Data Collaboration: Crowdsourcing for Health Care

By Dave Handelsman (SAS)

Crowdsourcing is the ultimate in data collaboration. Crowdsourcing is an Internet-age phenomenon by which problems are distributed to “the crowd,” and those in the online community offer partial solutions. These partial solutions, when taken in aggregate, solve the overall problem. This approach continues to gain in popularity. Great examples in health care already exist with regard to protein folding (supported by the University of Washington) and cancer cell identification (supported by Cancer Research UK). In both of these examples, the crowd – typically untrained in the relevant specialty (in these instances, either proteomics or cellular biology) – are contributing to scientific advances in health care.

While the crowdsourcing of cures appears to be a new concept, it’s really quite similar to the approach that’s been used for hundreds of years, with arguably the very first instance being the identification of a treatment for scurvy. In that case, as in all modern day clinical trials, researchers identified new treatments based upon the valuable contributions of patients – through their health care data, their laboratory and tissue samples and their time. These contributors – or crowds – are not the experts on their illness. But without them, it would be impossible to successfully identify new treatments.

In 2013, there is growing recognition that the contributions of patients are far too valuable to be confined within the walls of individual corporations. The FDA is pooling submitted data from multiple companies to better identify trends across classes of drugs. Companies like GSK have announced data transparency projects through which they are enabling qualified external researchers and analytics experts to access historically proprietary clinical trial data. Public availability will not only enable broader audiences to explore and identify new trends regarding treatments, it will help rebuild the trust and confidence that consumers have regarding commercial biopharmaceutical corporations.

Project Data Sphere is taking a different approach by actively recruiting data collaboration with various biopharmaceutical companies conducting oncology research.
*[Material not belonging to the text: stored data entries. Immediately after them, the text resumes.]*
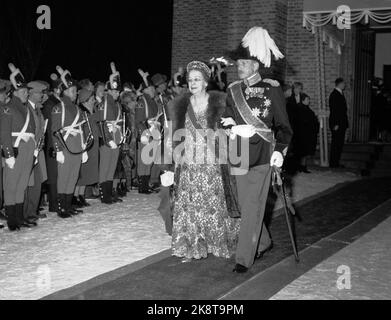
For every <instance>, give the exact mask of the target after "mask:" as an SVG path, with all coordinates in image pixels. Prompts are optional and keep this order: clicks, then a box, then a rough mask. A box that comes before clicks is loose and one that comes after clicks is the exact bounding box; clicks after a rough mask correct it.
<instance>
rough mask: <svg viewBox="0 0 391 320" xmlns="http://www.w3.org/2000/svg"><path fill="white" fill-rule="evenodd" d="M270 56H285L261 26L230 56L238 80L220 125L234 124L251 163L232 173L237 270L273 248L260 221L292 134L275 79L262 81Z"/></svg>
mask: <svg viewBox="0 0 391 320" xmlns="http://www.w3.org/2000/svg"><path fill="white" fill-rule="evenodd" d="M272 54H273V55H274V56H275V57H276V59H280V58H283V57H284V56H283V55H282V54H281V52H280V51H279V50H278V48H277V46H276V44H275V42H274V41H273V40H272V39H271V38H270V36H269V33H268V32H267V31H266V30H265V29H263V28H261V27H254V28H252V29H250V30H249V32H248V33H247V34H246V35H245V37H244V38H243V40H242V42H241V44H240V45H239V46H238V48H237V49H236V50H235V51H233V52H231V54H230V57H231V58H232V59H233V60H235V61H236V62H237V69H238V76H239V78H240V81H236V82H234V83H232V84H231V85H230V86H229V88H228V98H227V109H226V113H225V115H224V116H223V117H224V118H223V120H222V123H223V125H224V126H225V127H227V128H230V127H232V128H231V130H232V138H233V137H235V135H238V136H240V137H241V139H242V140H244V139H248V142H249V144H248V148H249V150H248V151H249V152H248V154H249V159H248V160H249V162H248V163H249V166H248V168H243V169H245V170H244V172H241V174H237V175H236V181H237V190H238V201H239V206H240V208H241V219H242V220H241V226H240V235H239V241H238V246H237V250H236V255H235V259H236V266H235V268H234V270H233V271H234V272H238V273H243V272H246V271H247V270H248V268H250V267H251V266H252V264H253V263H254V259H258V258H261V257H262V256H263V254H264V253H265V252H266V251H269V250H270V249H271V248H272V240H271V238H270V235H269V232H268V230H267V228H266V226H265V224H264V214H265V205H266V200H267V196H268V192H269V186H270V181H271V173H272V170H273V167H277V168H281V167H282V165H283V161H284V156H285V155H286V151H287V149H288V145H289V143H290V140H291V137H292V130H291V127H290V124H289V120H288V116H287V112H286V106H285V97H284V94H283V92H282V90H281V87H280V85H279V83H278V82H277V81H275V80H268V79H262V77H261V75H260V74H259V67H260V65H261V64H263V65H264V66H265V67H266V68H268V67H270V63H271V55H272ZM242 125H244V127H243V126H242ZM243 128H244V129H245V130H243ZM242 130H243V131H242ZM241 139H237V140H238V141H237V140H236V139H235V140H234V141H233V142H234V143H236V142H240V141H241Z"/></svg>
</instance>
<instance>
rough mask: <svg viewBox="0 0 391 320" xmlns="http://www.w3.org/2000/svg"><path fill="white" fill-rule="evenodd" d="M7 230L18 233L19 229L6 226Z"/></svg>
mask: <svg viewBox="0 0 391 320" xmlns="http://www.w3.org/2000/svg"><path fill="white" fill-rule="evenodd" d="M8 230H9V231H11V232H14V231H20V227H18V226H8Z"/></svg>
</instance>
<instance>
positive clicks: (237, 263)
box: [232, 263, 248, 273]
mask: <svg viewBox="0 0 391 320" xmlns="http://www.w3.org/2000/svg"><path fill="white" fill-rule="evenodd" d="M247 271H248V268H247V267H245V266H242V265H241V264H239V263H237V264H236V265H235V268H234V269H233V270H232V272H236V273H246V272H247Z"/></svg>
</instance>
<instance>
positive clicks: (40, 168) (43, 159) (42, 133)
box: [27, 101, 47, 185]
mask: <svg viewBox="0 0 391 320" xmlns="http://www.w3.org/2000/svg"><path fill="white" fill-rule="evenodd" d="M27 106H28V107H29V108H30V111H31V113H32V115H33V121H34V123H35V140H36V142H37V143H38V141H39V139H41V137H43V138H45V137H44V134H45V133H44V130H45V119H44V117H43V114H42V112H41V109H40V107H41V106H40V105H38V104H36V105H35V107H33V105H32V104H31V102H30V101H28V102H27ZM38 165H39V168H40V171H41V181H46V180H47V171H46V160H45V155H44V152H43V150H41V151H40V152H39V154H38ZM32 176H33V174H32ZM32 178H33V177H32ZM29 185H31V183H30V184H29Z"/></svg>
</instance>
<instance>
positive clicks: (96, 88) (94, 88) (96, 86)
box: [94, 81, 106, 92]
mask: <svg viewBox="0 0 391 320" xmlns="http://www.w3.org/2000/svg"><path fill="white" fill-rule="evenodd" d="M100 86H103V87H105V88H106V85H105V84H104V83H103V82H102V81H98V82H97V83H95V85H94V91H95V92H96V90H97V89H98V87H100Z"/></svg>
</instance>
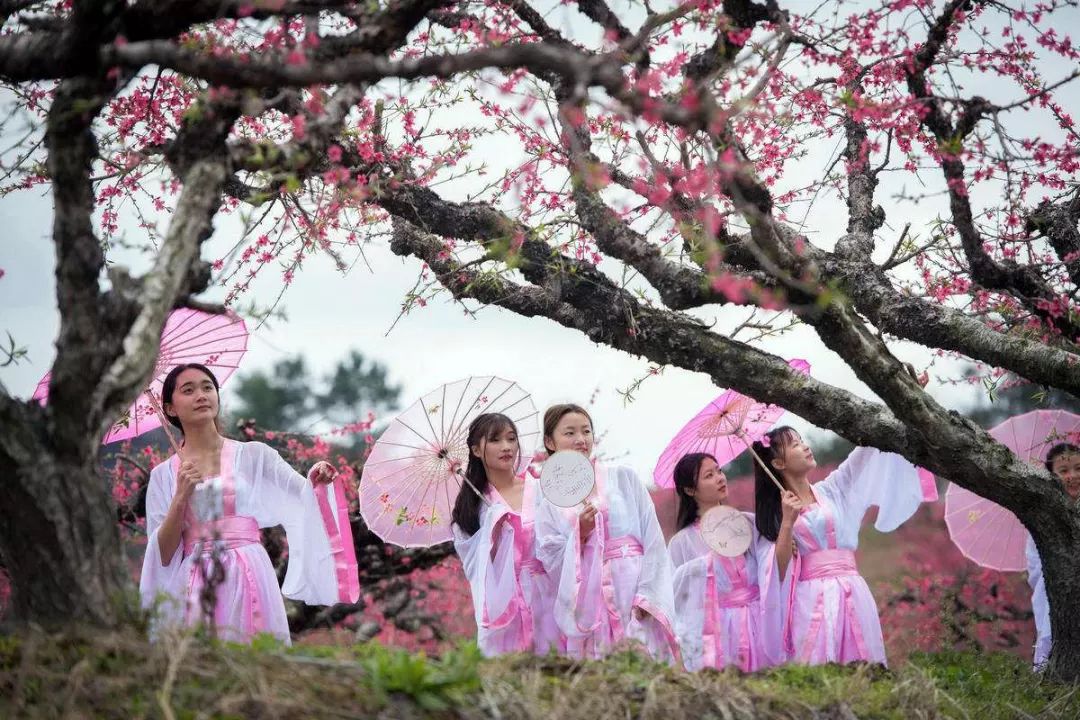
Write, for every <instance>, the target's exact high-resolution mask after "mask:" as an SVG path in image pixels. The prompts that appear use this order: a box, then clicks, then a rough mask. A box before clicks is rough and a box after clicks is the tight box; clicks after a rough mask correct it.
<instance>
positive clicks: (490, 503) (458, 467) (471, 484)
mask: <svg viewBox="0 0 1080 720" xmlns="http://www.w3.org/2000/svg"><path fill="white" fill-rule="evenodd" d="M454 472H455V474H456V475H457V476H458V477H460V478H461V481H462V483H464V484H465V485H468V486H469V487H470V488H472V491H473V492H475V493H476V497H478V498H480V499H481V500H483V501H484V504H485V505H490V504H491V501H490V500H488V499H487V495H485V494H484V493H483V492H481V491H480V490H477V489H476V486H475V485H473V484H472V480H470V479H469V478H468V477H465V474H464V473H463V472H462V471H461V468H460V467H458V468H457V470H455V471H454Z"/></svg>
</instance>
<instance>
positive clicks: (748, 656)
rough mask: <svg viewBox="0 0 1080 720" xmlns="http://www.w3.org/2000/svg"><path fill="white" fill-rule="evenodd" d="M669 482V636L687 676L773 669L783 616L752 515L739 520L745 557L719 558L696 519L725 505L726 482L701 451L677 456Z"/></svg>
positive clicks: (706, 457) (778, 584)
mask: <svg viewBox="0 0 1080 720" xmlns="http://www.w3.org/2000/svg"><path fill="white" fill-rule="evenodd" d="M674 475H675V478H674V479H675V483H674V485H675V492H676V494H677V495H678V516H677V519H676V526H677V527H678V532H676V533H675V535H674V536H673V538H672V539H671V542H670V543H669V545H667V551H669V552H670V553H671V557H672V562H673V563H674V565H675V631H676V634H677V635H678V642H679V649H680V650H681V652H683V663H684V664H685V665H686V669H688V670H691V671H697V670H700V669H702V668H705V667H713V668H716V669H721V668H724V667H727V666H728V665H734V666H735V667H738V668H740V669H741V670H743V671H747V673H750V671H753V670H757V669H760V668H762V667H769V666H770V665H774V664H777V663H778V662H779V661H780V660H781V658H782V656H783V653H782V650H781V641H782V638H781V628H782V623H783V615H782V601H781V596H782V593H781V589H780V578H779V575H778V573H777V566H775V562H774V561H773V552H774V546H773V544H772V543H771V542H769V541H767V540H764V539H761V536H760V535H759V534H758V533H757V532H756V531H754V530H753V522H754V515H753V514H751V513H743V516H744V517H745V522H746V526H747V527H746V530H748V531H751V532H753V538H752V540H751V541H750V547H748V548H747V549H746V552H745V553H743V554H741V555H738V556H735V557H726V556H725V555H721V554H719V553H717V552H715V551H714V549H712V548H711V547H710V543H708V539H707V538H705V536H704V534H703V532H702V516H704V515H705V514H706V513H707V512H708V511H711V510H713V508H715V507H719V506H720V505H723V504H724V503H725V501H726V500H727V498H728V480H727V476H726V475H725V473H724V471H723V470H721V468H720V467H719V465H717V464H716V459H715V458H714V457H713V456H711V454H708V453H705V452H689V453H687V454H685V456H683V458H680V459H679V461H678V462H677V463H676V464H675V473H674ZM735 517H737V519H738V515H737V516H735ZM740 521H743V520H742V519H740ZM728 554H729V555H730V553H728Z"/></svg>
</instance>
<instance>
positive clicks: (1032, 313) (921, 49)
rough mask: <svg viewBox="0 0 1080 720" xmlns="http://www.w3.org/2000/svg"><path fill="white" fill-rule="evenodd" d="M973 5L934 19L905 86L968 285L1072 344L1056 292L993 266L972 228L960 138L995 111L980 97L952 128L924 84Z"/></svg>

By aggregating the clinical trials data, the expectation is that the larger pool of crowdsourced data will enable new discoveries and better insights than the compartmentalized approach historically followed. Once aggregated, as with GSK’s transparency project, access to the data and relevant analysis capabilities will available to qualified external researchers and analytics experts.

It’s a long way from scurvy to cancer – spanning oceans, science, time and technology – but the goals remain the same. Patients want to be cured and will contribute, literally, their blood, sweat and tears to the effort. Scientists, health care professionals and analytics experts are all working to help identify the cures and treatments.

Crowdsourced data. Crowdsourced analytics. Crowdsourced cures.